Quality assurance without the queue for Western Australian grain growers

August 6, 2003

Hectic times loom when, at the end of the year, 8000 Western Australian graingrowers could pull a record harvest of more than 12 million tonnes of grain from their fields and deliver them for export around the world.

It is hard to believe looking at them now, but receival points will be frantic with activity as convoys of trucks arrive, one after the other, in a race to get a resurgent grain crop ‘in the bin’.

Compounding the intensity of harvest are a string of technologies designed to help growers get their grain off the paddock during the crucial window when they are at their best. The length of the harvest season is shrinking while, seasons willing, harvest sizes continue to climb.

These trends will put great pressure on receival points to accept a lot of grain quickly. During the  Grains Research & Development Corporation (GRDC) Board’s recent Western Australia visit, we toured CBH’s Metro Grains Centre and were told of a system they propose will slash the time taken for growers to deliver grain.
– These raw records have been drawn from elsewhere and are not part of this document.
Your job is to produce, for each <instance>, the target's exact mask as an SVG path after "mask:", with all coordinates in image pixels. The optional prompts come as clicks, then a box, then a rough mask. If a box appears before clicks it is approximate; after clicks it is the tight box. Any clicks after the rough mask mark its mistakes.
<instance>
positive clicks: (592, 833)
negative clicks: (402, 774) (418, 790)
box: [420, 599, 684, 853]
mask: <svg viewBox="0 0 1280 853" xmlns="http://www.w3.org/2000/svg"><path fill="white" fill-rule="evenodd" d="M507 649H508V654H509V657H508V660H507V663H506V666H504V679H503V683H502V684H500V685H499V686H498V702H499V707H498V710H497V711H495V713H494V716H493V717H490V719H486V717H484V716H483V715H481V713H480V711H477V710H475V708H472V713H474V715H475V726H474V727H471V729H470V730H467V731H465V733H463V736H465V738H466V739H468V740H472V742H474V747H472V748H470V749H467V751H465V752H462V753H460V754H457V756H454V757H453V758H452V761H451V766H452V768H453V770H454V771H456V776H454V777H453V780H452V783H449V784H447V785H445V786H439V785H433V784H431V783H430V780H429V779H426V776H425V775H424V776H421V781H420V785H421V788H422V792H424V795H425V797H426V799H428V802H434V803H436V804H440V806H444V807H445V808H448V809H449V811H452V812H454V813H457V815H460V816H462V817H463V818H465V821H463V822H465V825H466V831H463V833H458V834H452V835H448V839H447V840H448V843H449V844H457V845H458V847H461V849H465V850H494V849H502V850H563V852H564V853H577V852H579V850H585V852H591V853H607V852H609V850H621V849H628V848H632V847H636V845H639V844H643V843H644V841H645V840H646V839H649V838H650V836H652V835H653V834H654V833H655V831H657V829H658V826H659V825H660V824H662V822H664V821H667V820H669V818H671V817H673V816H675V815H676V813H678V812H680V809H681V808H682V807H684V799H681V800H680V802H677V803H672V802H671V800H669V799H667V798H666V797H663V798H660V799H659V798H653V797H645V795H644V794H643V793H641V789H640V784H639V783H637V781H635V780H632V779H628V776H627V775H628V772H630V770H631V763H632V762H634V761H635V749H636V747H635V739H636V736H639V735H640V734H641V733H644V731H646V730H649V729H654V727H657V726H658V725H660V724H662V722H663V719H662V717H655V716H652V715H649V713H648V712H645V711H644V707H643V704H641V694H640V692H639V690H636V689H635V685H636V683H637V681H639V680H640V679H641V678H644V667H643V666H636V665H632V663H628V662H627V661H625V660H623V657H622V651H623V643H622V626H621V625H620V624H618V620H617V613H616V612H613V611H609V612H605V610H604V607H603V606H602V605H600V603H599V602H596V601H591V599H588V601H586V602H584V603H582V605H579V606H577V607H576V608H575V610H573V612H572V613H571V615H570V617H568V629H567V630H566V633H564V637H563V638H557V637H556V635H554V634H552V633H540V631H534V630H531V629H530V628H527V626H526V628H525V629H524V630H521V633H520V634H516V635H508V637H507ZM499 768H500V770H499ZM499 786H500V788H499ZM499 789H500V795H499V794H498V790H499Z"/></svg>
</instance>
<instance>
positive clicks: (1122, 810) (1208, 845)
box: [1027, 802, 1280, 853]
It will allow accredited growers, with demonstrable quality assurance (QA) systems, to account for the quality of their own grain and therefore by-pass many of the quality checks which can protract delivery times.

From the GRDC’s perspective, it seems a natural progression for growers to take a greater responsibility for the grain they deliver. The GRDC has invested millions of dollars to develop a comprehensive dossier of specifications for an expanding array of markets and those specifications must be overtly met by growers.

As markets continue to fragment and processors refine their specifications, the GRDC will help breed the best varieties to meet those specifications and grain handling must adjust to handle a complex range of new products.

With more grain, divided into more classes, being delivered over a shorter time, handling systems will need grower managed QA systems to help direct an intense grain traffic flow.

Apart from saving growers some time during deliveries, QA agreements with handlers shape as the backbone of the future grain supply chain.